Two lines are perpendicular if the multiplication of each line slopes is equal to -1. For example, given lines y = m1*x+b1 and y = m2*x+b2 where m1 is the slope of the first line and m2 of the second one, they are perpendicular if m1*m2 = -1

In this case we should solve:

(-3/2)*m2 = -1

m2 = 2/3

(b)

Line a is represented by the equation y=−2x+3 . How do these equations compare to line a? Drag and drop the equations into the boxes to complete the table. Parallel to line a Perpendicular to line a Neither parallel nor perpendicular to line a y=2x−1, y=−2x+5, y=1/2x+7

Two lines are parallel if they have the same slope.  

a's slope is -2  

Any line perpendicular to a must have an slope of 1/2,  so that -2*1/2 = -1

in y=2x−1 slope is 2 -> they are neither parallel nor perpendicular

in y=−2x+5 slope is -2 -> they are parallel  

in y=1/2x+7 slope is 1/2 -> they are perpendicular

(c)

What is the equation of a line that passes through the point (5, −4) and is parallel to the line whose equation is 2x + 5y = 10?

Rearranging the equation:

5*y = -2*x + 10  

y = (-2*x + 10)/5

y = (-2/5)*x + 2

Our equation has the form y = m*x + b where m = -2/5. In order to find b we replace the known point (5, -4) in the equation:

y = (-2/5)*x + b  

-4 = (-2/5)*5 + b  

-4 = -2 + b

-2 = b

Finally, y = (-2/5)*x - 2

(d)

What is the equation of a line that passes through the point (2, 7) and is perpendicular to the line whose equation is y=x/4+5?
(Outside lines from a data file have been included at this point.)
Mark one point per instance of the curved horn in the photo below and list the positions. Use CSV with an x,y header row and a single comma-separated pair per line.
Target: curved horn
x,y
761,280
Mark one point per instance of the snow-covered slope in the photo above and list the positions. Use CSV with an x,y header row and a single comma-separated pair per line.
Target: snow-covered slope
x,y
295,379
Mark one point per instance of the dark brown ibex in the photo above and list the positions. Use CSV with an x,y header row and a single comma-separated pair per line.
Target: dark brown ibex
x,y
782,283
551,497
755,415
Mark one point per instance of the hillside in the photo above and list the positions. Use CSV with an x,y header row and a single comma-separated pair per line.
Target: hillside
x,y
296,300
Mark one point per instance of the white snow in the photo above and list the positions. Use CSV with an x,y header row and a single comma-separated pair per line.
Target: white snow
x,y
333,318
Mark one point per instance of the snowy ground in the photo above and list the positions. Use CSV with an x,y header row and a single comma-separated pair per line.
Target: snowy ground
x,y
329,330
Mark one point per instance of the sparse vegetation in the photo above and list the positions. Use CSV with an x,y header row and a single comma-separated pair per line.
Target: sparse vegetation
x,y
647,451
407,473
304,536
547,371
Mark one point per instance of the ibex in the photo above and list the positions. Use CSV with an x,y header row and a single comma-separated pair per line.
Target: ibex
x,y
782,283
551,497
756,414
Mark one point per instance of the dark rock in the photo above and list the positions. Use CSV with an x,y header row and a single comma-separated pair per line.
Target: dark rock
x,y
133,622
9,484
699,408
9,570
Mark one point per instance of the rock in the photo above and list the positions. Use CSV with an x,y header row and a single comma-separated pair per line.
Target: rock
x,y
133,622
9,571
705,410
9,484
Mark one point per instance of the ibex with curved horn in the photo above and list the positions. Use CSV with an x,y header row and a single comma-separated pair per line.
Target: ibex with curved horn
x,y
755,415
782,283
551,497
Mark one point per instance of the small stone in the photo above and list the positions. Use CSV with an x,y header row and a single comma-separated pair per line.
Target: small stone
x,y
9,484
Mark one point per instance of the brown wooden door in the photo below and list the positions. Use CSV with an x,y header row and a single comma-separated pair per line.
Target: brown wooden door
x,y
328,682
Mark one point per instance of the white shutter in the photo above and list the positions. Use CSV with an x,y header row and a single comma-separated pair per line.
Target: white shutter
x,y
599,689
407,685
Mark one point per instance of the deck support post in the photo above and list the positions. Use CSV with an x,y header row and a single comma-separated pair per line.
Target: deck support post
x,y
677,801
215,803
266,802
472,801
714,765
Calling m1 = 1/4 the slope of the known equation, we have to find a slope m2 which fulfill m1*m2 = -1. Replacing:

1/4*m2 = -1

m2 = -4

In the same way as before, we replace the point (2, 7) in the general equation form:

y = -4*x + b

7 = -4*2 + b

7 = -8 +b

15 = b

Finally, y = -4*x + 15

(e)

In this diagram, which equation could you prove to be true in order to conclude that the lines are parallel?

The slope of a line can be  computed by m = (y1 - y2)/(x1 -x2) where (x1, y1) and (x2, y2) are points in the line

For the above line  

(x1, y1) = (b, 0)

(x2, y2) = (0, a)

Replacing

m1 = (0 - a)/(b -0) = -a/b

For the below line  

(x1, y1) = (-c, 0)

(x2, y2) = (0, -d)

Replacing

m2 = (0 - (-d) )/( (-c) - 0) = -d/c

m1 = m2,  so that both lines are parallel

-a/b = -d/c

-a*c = -d*b